During such bombings, our mother stayed behind and tried to get boiled water for us as typhus was raging everywhere at that time. Only the next day, thanks to a coincidence, she was able to catch up with our train. As a result, the jewelry, the violin and other valuable objects that were among our belongings were lost.
In 1944 our father was called up for military service and soon afterwards he died on the German-Russian front.
Our mother had to raise us children alone and make a living, because the small war widow’s pension was not sufficient.
After returning to Kharkov in 1945, we found our apartment, in which, incidentally, a German unit was quartered, plundered empty-handed. With no assets left, my mother had to accept every job to keep the family from starving.

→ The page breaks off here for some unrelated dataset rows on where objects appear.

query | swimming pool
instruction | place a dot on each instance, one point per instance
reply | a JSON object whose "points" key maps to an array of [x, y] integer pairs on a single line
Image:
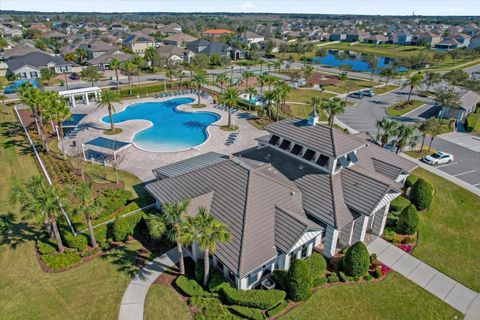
{"points": [[171, 129]]}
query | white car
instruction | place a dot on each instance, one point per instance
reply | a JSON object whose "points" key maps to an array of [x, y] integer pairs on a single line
{"points": [[438, 158]]}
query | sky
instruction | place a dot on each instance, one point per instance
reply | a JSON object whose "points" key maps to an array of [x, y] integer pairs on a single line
{"points": [[366, 7]]}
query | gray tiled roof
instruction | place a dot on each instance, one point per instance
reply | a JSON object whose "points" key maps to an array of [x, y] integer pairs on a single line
{"points": [[320, 138]]}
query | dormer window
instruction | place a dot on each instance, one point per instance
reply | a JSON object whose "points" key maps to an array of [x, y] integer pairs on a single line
{"points": [[285, 145], [309, 155]]}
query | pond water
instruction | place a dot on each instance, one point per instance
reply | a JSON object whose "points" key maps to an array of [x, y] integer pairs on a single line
{"points": [[335, 58]]}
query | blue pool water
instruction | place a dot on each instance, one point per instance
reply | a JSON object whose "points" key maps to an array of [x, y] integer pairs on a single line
{"points": [[171, 130], [356, 62]]}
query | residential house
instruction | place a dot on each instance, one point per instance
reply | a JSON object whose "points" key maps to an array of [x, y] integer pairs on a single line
{"points": [[215, 48], [174, 53], [249, 37], [216, 33], [306, 186], [179, 39], [29, 65], [139, 43], [467, 103]]}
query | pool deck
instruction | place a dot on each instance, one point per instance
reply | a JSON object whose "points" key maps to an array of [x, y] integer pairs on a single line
{"points": [[140, 162]]}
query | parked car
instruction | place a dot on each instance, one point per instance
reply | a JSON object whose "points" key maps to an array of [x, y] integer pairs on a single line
{"points": [[12, 88], [438, 158], [356, 95], [74, 76], [367, 93]]}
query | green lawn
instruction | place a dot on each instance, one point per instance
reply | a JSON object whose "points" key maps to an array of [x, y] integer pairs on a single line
{"points": [[395, 111], [384, 89], [164, 303], [351, 85], [449, 239], [394, 298], [304, 95], [91, 291]]}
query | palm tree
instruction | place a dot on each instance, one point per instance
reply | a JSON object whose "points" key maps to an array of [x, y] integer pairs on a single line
{"points": [[107, 100], [174, 216], [251, 91], [139, 62], [44, 201], [246, 76], [389, 128], [405, 137], [87, 207], [222, 79], [199, 78], [231, 98], [425, 127], [414, 81], [129, 69], [4, 105], [333, 107], [116, 65], [205, 230], [58, 111]]}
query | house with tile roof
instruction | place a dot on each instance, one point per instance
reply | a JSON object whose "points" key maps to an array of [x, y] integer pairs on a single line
{"points": [[305, 187]]}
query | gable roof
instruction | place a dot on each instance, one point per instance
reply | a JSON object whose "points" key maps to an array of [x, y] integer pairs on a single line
{"points": [[320, 138]]}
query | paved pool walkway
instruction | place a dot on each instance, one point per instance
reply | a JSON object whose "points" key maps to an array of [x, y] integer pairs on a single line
{"points": [[445, 288], [133, 301]]}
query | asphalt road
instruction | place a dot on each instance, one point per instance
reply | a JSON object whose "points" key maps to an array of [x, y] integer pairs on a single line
{"points": [[364, 115]]}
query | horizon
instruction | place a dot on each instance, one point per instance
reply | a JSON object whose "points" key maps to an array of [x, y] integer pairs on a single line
{"points": [[361, 8]]}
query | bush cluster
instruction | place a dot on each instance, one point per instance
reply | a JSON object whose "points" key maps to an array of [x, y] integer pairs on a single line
{"points": [[191, 287], [276, 310], [356, 260], [408, 221], [261, 299], [421, 194], [124, 227], [57, 261], [247, 313], [300, 282]]}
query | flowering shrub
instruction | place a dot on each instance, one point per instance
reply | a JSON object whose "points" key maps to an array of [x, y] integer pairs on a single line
{"points": [[406, 247]]}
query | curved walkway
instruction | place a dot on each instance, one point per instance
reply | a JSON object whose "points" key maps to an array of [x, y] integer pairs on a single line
{"points": [[133, 301], [445, 288]]}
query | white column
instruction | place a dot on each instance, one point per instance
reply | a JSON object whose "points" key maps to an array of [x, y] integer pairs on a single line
{"points": [[330, 242]]}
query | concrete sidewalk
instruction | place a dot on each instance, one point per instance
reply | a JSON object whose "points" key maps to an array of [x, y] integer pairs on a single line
{"points": [[445, 288], [133, 301]]}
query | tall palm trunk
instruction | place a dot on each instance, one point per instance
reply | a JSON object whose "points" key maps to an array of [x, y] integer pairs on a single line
{"points": [[180, 251], [93, 241], [116, 77], [110, 115], [53, 222], [206, 265]]}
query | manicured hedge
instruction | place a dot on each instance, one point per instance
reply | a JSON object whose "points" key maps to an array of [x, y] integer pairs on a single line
{"points": [[356, 260], [300, 282], [124, 227], [58, 261], [261, 299], [191, 287], [398, 204], [408, 221], [280, 279], [421, 194], [317, 265], [411, 179], [273, 312], [79, 242], [247, 313]]}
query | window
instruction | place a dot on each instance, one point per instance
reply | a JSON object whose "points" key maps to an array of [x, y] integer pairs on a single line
{"points": [[252, 279]]}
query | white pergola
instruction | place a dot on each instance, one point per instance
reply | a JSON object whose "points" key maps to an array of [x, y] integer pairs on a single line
{"points": [[84, 92]]}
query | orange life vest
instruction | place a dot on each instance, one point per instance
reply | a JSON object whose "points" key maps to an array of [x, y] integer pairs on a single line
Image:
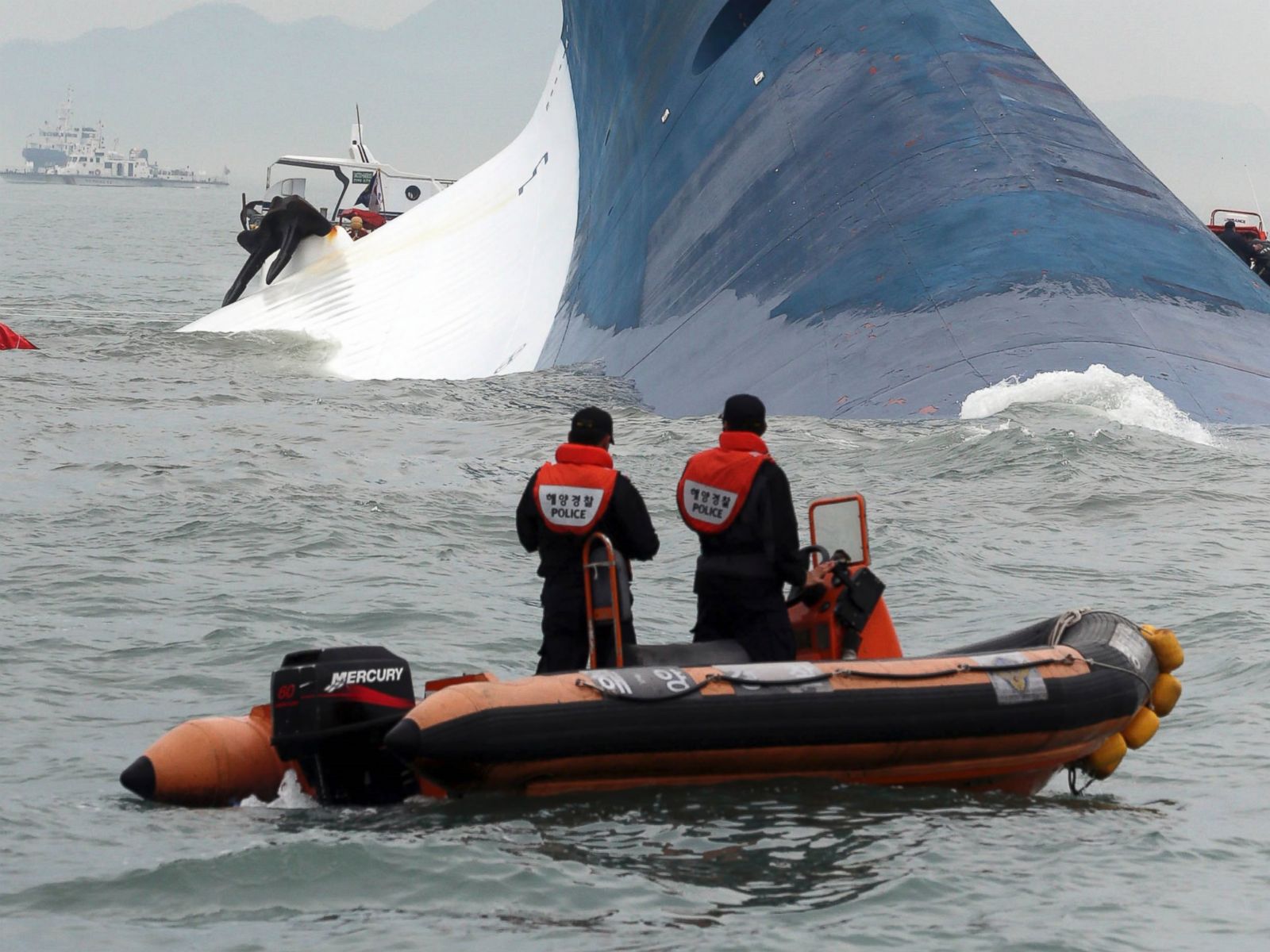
{"points": [[573, 493], [717, 482]]}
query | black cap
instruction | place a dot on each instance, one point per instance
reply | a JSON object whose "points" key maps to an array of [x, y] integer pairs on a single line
{"points": [[745, 412], [590, 424]]}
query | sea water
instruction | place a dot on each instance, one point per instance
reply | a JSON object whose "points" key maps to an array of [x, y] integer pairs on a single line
{"points": [[181, 511]]}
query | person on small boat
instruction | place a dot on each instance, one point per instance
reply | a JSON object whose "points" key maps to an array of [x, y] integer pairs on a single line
{"points": [[738, 501], [563, 505], [1238, 244]]}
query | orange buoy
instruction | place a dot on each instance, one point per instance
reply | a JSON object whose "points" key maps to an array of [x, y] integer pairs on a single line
{"points": [[211, 762]]}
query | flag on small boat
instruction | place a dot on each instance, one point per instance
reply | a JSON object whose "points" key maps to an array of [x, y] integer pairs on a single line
{"points": [[372, 196], [13, 340]]}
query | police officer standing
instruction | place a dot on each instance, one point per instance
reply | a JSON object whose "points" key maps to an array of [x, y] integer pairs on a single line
{"points": [[738, 501], [563, 505]]}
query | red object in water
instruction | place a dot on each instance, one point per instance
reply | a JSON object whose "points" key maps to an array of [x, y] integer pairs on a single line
{"points": [[13, 340], [371, 220]]}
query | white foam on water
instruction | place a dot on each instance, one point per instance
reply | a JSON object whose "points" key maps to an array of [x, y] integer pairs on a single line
{"points": [[1126, 399], [291, 797]]}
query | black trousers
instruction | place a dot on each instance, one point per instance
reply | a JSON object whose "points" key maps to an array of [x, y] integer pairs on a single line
{"points": [[759, 621], [564, 634]]}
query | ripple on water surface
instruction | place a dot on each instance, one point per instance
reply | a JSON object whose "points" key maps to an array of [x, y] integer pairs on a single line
{"points": [[184, 509]]}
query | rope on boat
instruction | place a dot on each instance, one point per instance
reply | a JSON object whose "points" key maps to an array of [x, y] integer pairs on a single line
{"points": [[1071, 782], [823, 677], [1064, 622]]}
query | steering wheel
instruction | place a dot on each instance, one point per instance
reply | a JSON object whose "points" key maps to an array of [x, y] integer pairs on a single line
{"points": [[248, 209], [799, 592]]}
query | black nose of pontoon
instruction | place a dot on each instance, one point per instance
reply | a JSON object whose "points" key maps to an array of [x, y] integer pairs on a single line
{"points": [[404, 739], [140, 777]]}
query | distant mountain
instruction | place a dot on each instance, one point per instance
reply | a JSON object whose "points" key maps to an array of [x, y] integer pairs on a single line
{"points": [[1206, 152], [220, 86]]}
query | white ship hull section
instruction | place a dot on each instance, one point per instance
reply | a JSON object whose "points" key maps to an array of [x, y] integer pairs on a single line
{"points": [[463, 286]]}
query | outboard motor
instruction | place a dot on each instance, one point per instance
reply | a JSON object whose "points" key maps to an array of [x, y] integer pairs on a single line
{"points": [[332, 708]]}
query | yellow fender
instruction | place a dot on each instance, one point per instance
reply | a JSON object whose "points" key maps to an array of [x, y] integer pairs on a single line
{"points": [[1164, 643]]}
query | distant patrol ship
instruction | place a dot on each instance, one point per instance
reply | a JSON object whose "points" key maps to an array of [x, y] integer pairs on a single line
{"points": [[78, 155], [855, 209]]}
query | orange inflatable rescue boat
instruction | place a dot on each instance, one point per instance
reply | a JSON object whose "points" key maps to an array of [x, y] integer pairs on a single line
{"points": [[1076, 692]]}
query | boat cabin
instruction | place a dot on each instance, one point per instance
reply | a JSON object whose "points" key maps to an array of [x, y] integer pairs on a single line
{"points": [[1248, 224], [340, 188]]}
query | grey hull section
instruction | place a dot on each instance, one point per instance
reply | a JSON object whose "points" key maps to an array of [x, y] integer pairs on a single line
{"points": [[38, 178], [873, 209]]}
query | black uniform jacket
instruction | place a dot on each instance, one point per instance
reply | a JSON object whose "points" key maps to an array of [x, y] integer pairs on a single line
{"points": [[626, 524], [751, 559]]}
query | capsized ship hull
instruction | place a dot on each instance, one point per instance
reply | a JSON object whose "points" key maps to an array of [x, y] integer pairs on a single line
{"points": [[863, 209], [874, 209]]}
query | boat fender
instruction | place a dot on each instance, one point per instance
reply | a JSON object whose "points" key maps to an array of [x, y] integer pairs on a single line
{"points": [[1165, 693], [1164, 643], [1141, 729], [861, 592], [1104, 761]]}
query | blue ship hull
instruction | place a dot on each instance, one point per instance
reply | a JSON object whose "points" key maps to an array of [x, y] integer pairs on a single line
{"points": [[872, 209]]}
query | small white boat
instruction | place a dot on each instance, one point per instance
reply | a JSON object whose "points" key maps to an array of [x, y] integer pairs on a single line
{"points": [[334, 186]]}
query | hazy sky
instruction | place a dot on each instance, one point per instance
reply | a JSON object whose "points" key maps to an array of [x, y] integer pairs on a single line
{"points": [[64, 19], [1105, 50], [1108, 51]]}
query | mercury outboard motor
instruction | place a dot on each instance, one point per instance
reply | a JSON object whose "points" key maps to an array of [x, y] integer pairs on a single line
{"points": [[332, 708]]}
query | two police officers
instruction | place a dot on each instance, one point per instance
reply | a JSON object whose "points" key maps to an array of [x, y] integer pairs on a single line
{"points": [[734, 497]]}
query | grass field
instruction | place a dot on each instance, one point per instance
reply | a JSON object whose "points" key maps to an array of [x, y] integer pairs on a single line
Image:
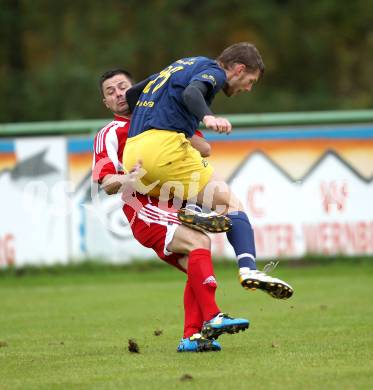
{"points": [[70, 329]]}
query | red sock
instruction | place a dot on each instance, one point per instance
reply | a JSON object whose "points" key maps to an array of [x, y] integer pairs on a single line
{"points": [[193, 320], [202, 280]]}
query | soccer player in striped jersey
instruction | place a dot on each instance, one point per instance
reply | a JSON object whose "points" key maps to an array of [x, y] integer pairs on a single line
{"points": [[157, 227]]}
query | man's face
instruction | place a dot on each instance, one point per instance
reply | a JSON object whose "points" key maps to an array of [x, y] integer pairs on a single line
{"points": [[114, 90], [239, 80]]}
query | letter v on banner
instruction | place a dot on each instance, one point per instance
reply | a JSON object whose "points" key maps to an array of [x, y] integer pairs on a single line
{"points": [[334, 196]]}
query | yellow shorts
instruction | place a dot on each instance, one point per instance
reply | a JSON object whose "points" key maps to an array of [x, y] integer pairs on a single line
{"points": [[171, 164]]}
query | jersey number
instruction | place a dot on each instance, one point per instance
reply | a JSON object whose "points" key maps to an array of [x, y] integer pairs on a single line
{"points": [[161, 79]]}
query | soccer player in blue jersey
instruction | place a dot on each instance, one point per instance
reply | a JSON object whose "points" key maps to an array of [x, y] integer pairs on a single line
{"points": [[167, 109]]}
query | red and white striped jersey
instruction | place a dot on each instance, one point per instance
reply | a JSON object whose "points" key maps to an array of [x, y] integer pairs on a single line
{"points": [[108, 148]]}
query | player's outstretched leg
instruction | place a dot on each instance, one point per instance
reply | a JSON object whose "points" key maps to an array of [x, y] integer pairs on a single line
{"points": [[198, 343], [210, 223], [253, 279], [222, 323]]}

Micha Gelber (Netherlands)

Micha and his family spent five long months in Westerbork until 11 January 1944 when they were sent to Bergen-Belsen. At Bergen-Belsen they were kept in the Sternlager (Star Camp), which was comprised of other Jewish prisoners who were expected to be exchanged. Prisoners of the Sternlager did not have their heads shaved, kept their own clothing, and were not tattooed with a number. This is only because the Nazis benefited from the prisoners’ “wellbeing” for the purposes of the human exchange. At night, men and women were separated, but during the day, the families could spend time together and interact. As lucky as Micha and his family were to survive, they did not escape the traumas of Bergen-Belsen. Micha and his father suffered from typhus and it was impossible to avoid witnessing the inhumanities of such a camp. Micha recalled seeing people collapse and having their clothes stolen from them while they were still alive, as well as seeing dead bodies pile up around them. Micha also told our students how fortunate his family was to survive, stating that only 6 out of 1250 families in the Sternlager survived completely intact. Micha attributes this survival to luck, but also to strength and resistance. On 10 April 1945, just days before the British arrived at Bergen-Belsen, Micha and his family were deported east, either for extermination or to be used for trading with the Russians. While en route to whichever was to be their fate, they were liberated by the Red Army.